Esto no puede salir bien. La miro al otro lado de la mesa y veo que sonríe orgullosa. Aunque no sé si lo está por haber ganado esta discusión o por haber conseguido que ceda, pero está preciosa y muy relajada.
—Me alegro de que hayas venido aquí hoy. —Me coge de la mano mientras paseamos por la bulliciosa calle. ¿Por qué hay tanta gente en Seattle?
—¿En serio? —digo. Ya lo imaginaba, pero tenía miedo de que se enfadara conmigo por aparecer sin avisar. No me habría importado una mierda, pero bueno.
—Sí. —Me mira y se frena en medio de una marabunta de cuerpos ajetreados—. Casi... —dice, pero no termina la frase.
—¿Casi qué? —Detengo su intento de seguir caminando y la aparto hacia la pared junto a una joyería.
El sol se refleja en los enormes anillos de diamantes del escaparate y la desplazo unos cuantos centímetros para apartarme de su resplandor.
—Es una tontería. —Se muerde el labio inferior y mira al suelo—. Pero tengo la sensación de que puedo respirar por primera vez desde hace meses.
—¿Eso es bueno o...? —empiezo a preguntar, y le levanto la barbilla para que no tenga más remedio que mirarme.
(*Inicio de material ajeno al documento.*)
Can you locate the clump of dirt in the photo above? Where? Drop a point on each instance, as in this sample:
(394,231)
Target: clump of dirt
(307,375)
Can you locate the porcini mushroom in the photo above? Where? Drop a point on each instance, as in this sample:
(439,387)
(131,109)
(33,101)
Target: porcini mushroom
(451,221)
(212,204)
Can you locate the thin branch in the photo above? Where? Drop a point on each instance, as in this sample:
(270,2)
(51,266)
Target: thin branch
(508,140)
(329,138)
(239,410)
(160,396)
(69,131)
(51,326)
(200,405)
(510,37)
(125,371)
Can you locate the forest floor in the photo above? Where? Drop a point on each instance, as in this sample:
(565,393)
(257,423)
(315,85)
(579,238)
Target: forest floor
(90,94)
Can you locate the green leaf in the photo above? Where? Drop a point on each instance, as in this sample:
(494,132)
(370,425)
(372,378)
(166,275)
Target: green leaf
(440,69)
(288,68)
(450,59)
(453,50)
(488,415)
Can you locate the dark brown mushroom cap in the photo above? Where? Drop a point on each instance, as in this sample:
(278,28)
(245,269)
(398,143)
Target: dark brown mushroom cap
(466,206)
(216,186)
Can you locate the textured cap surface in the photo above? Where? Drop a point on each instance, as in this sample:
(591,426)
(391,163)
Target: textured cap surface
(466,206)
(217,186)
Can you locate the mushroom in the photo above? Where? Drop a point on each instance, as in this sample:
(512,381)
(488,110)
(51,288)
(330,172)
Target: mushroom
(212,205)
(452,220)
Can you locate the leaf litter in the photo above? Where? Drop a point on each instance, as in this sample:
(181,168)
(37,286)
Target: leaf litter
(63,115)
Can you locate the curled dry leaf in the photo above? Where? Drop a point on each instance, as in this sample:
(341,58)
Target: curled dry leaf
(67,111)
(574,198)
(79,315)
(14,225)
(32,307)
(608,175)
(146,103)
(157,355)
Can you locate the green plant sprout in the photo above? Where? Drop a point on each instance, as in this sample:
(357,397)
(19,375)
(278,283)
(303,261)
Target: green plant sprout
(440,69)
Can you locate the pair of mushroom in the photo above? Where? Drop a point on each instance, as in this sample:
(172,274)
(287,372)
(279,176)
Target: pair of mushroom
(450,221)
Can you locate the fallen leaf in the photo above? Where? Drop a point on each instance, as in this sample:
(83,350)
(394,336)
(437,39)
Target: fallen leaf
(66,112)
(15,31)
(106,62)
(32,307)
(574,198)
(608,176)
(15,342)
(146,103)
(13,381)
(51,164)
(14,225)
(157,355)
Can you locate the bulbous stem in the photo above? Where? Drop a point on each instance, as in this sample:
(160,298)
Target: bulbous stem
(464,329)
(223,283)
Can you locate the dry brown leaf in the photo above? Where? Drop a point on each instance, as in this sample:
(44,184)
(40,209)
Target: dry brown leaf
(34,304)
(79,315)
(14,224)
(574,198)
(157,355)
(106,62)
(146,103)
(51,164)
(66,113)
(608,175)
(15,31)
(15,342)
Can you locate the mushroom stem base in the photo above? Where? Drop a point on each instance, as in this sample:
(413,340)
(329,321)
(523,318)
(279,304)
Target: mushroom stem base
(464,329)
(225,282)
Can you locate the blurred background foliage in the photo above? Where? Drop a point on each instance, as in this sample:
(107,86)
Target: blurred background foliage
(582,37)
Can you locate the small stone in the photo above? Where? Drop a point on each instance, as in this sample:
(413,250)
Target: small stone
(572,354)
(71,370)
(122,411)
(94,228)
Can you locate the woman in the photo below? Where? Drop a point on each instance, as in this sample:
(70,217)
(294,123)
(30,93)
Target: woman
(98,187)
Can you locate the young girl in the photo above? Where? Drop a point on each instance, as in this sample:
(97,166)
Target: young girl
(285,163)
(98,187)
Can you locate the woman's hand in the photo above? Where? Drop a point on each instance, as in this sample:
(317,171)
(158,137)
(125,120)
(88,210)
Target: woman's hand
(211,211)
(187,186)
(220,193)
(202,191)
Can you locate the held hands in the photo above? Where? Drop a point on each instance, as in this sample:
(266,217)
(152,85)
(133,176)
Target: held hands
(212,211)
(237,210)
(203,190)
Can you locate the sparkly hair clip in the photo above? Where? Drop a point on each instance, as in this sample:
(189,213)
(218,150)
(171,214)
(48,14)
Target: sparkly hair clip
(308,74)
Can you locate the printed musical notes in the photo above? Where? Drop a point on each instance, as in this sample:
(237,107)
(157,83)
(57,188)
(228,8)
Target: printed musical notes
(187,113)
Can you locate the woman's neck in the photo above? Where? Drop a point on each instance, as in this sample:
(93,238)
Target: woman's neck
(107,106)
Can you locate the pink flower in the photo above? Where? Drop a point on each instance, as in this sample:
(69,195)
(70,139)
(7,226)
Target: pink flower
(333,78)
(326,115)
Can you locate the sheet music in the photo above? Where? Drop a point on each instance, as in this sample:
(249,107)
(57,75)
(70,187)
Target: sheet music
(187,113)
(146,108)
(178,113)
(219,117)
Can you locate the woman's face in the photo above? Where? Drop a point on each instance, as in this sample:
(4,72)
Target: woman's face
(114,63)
—Sí, es bueno. Siento que por fin todo funciona con normalidad. Sé que ha sido poco tiempo, pero nunca nos habíamos llevado tan bien. Sólo hemos discutido unas pocas veces, y hemos conseguido solucionarlo hablando. Estoy orgullosa de nosotros.
Su comentario me hace gracia, porque seguimos discutiendo sin parar. No son sólo unas pocas veces, pero tiene razón: hemos solucionado las cosas hablando. Me encanta el hecho de que discutamos, y creo que a ella también. Somos totalmente diferentes, de hecho, no podríamos serlo más, y llevarnos bien todo el tiempo sería aburridísimo. No podría vivir sin su constante necesidad de corregirme o de agobiarme sobre lo desastre que soy. Es un incordio, pero no cambiaría nada de ella. Excepto su necesidad de estar en Seattle.
—La normalidad está sobrevalorada, nena —replico y, para demostrar que estoy en lo cierto, la levanto por la parte superior del muslo, coloco sus piernas alrededor de mi cintura y la beso contra la pared en medio de una de las calles más bulliciosas de Seattle.